Every Wednesday I make seven packed lunches. Four go to my own boys and three go to the homeless. One of our schools runs a program whereby we donate lunches to a homeless shelter once a week, through our kids, so that they have the ritual of bringing in the lunches. The idea is that they will gain a sense of giving and a consciousness of a greater community.
This morning one of my sons asked me how old the person was that was getting the lunch. The truth is I assumed it was a child because of my own association with packed lunches. But I called the school to make sure and quickly discovered that my peanut-butter and jelly sandwiches, organic fruit gushers, juice boxes and animal cookies were in fact, going to homeless adults who were out looking for work. I can only imagine the strange wonderment they must be having by eating various forms of superhero fruit-rolls.
American people are used to being asked to give and many are quite altruistic by nature. I have most definitely found that to be true in all aspects of life here. The schools greatest focus with the parent body is fund-raising. Apparently the private schools all declare that the cost of tuition doesn’t ever cover the cost of educating each child and therefore they rely heavily on donations to fill the gap. I do love my schools here but I find the gap hard to stomach when our school has just announced its three step plan to acquiring more real-estate. The annual giving campaign, along with endowment and capital campaigns, must clearly fill the gap, and then some. In England, the parent body would be wildly offended at this declaration and wonder how the Head would have the audacity and ignorance to display such bad bookkeeping. But here, it’s straightforward fund-raising, shameless in its approach, laid bare for you to rescue.
Every dollar raised in the state schools represents the ability to keep art, special needs and music programs, or not. There is simply as assumption that everyone will give something. State budgets have been so thrashed in California that teachers work one less week per year and counting.
My 13 year old nephew, Tyler, Viv and Nathan’s son, was recently honored at an event, along with two other honorees, for the American Wheelchair Mission. This organization gives mobility to those most in need around the world by donating wheel chairs. Tyler raised $42,000 as his Bar Mitzvah project – again, a fairly new concept but an excellent one where a thirteen year old uses their bar/bat mitzvah experience and focuses on a meaningful charity to them, and donates money, time, or both to that cause. He was able to help purchase 280 wheelchairs and personally deliver them to victims of terrorism in Israel.
His parents gave him the opportunity to see what it feels like to change someone’s life for the better, through your own hard work. Priceless lesson. Some believe that the State should provide; that charities are a reflection of the failures of government and that we shouldn’t be asked to make up the difference. Some don’t like the tell-all banners associated with giving, it’s slightly obnoxious to name the sums with bells and lights and also it can take away from feeling good about giving, especially if you aren’t able to keep up with the Jones’.
Personally, I think it has to be touchy-feely for my kids to understand it. Hand deliver the x-mas presents to the orphanage rather than dropping them off anonymously.

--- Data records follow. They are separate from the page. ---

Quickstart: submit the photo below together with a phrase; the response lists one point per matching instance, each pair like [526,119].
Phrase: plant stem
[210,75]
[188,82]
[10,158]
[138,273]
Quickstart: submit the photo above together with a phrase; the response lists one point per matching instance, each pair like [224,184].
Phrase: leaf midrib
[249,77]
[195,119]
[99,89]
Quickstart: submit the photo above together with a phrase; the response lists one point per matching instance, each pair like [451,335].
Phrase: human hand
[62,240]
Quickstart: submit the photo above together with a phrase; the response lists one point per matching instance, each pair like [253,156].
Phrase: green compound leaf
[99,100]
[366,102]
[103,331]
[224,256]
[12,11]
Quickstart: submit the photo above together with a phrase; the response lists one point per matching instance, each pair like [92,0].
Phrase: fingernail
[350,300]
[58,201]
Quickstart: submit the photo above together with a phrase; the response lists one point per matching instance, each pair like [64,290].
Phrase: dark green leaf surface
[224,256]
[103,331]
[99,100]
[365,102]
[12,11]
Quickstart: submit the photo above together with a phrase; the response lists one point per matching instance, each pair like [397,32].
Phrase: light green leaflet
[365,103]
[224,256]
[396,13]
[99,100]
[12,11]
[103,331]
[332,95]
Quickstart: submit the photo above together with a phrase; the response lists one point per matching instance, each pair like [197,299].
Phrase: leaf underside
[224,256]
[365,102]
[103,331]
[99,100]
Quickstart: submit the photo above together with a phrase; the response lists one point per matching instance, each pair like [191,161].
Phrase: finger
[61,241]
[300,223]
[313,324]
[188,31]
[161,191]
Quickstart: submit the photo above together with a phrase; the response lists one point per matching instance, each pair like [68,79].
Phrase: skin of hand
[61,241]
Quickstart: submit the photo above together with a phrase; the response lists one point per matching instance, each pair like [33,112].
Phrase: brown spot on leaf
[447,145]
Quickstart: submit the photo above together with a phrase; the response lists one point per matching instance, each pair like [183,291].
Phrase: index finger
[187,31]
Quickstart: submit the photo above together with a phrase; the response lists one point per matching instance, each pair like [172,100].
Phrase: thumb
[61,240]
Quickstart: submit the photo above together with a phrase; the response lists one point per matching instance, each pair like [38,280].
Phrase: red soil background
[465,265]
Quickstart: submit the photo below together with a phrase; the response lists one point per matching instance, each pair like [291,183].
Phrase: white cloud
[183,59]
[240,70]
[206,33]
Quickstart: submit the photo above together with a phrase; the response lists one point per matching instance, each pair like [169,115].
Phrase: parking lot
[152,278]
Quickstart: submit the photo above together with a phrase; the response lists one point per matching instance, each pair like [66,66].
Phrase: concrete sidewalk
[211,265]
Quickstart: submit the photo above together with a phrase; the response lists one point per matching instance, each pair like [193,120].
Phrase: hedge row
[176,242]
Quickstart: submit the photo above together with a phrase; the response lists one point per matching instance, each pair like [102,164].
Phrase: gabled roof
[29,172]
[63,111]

Have a lemonade stand and then donate the money raised (or should I say part with the money that you are gripping so tightly in your hand) to a Children’s Hospital or homeless shelter. No point talking about the kids in Africa not having enough food, when Africa is just another continent far, far away.
However, I did hang a huge canvas filled with the faces of the children and men and women we met whilst in Sierra Leone. These people were hungry and in need of everything. Sierra Leone is the poorest country in the world and having never been to Africa, I felt like I chose the most difficult trail to walk on. I hung the canvas because these people are beautiful, and I must admit, I use it as a constant reminder to my boys that these kids are out there – for real.
In Africa, the more uncomfortable I felt, the more I understood about the common ground that links us all. Isn’t that what it’s all about, really? Finding the common ground? Our organization we work with is called ‘Search For Common Ground’ and works all over the world doing just that. I suppose that’s why charities play on our heart strings; with the hope that we will feel that link, and help. Most privileged people were born into that comfortable existence without too much of a fight, and need educating, and those that fought hard to be there are usually the most thrifty, and the most generous.
I know a lot of English givers – friends that climb mountains and bike across Europe for a special cause, those that donate endless hours at prisons or find vacation homes for care-givers and handicapped children. But it doesn’t seem like its part of their cultural traditions, their upbringing, something felt by most. It seems like only a few share in that journey. When our English school did a fund-raiser for our sister school in Rwanda, I fought hard to hit hard for more donations, more money. The rest of the committee thought I was being ‘too American’ in my approach and opted for t-shirts that sold for a fiver.
Here, even the poorest give to their school, church and neighborhood. It’s expected on some level and equally recognized by our government with significant tax benefits. I’m not sure I feel comfortable getting hit up by my schools, politicians and friends every third email, but I do get a sense of belonging to the greater world by giving back. And that is what I’m trying to teach my kids. The gift of giving…surely you’re the one who receives the gift in the end.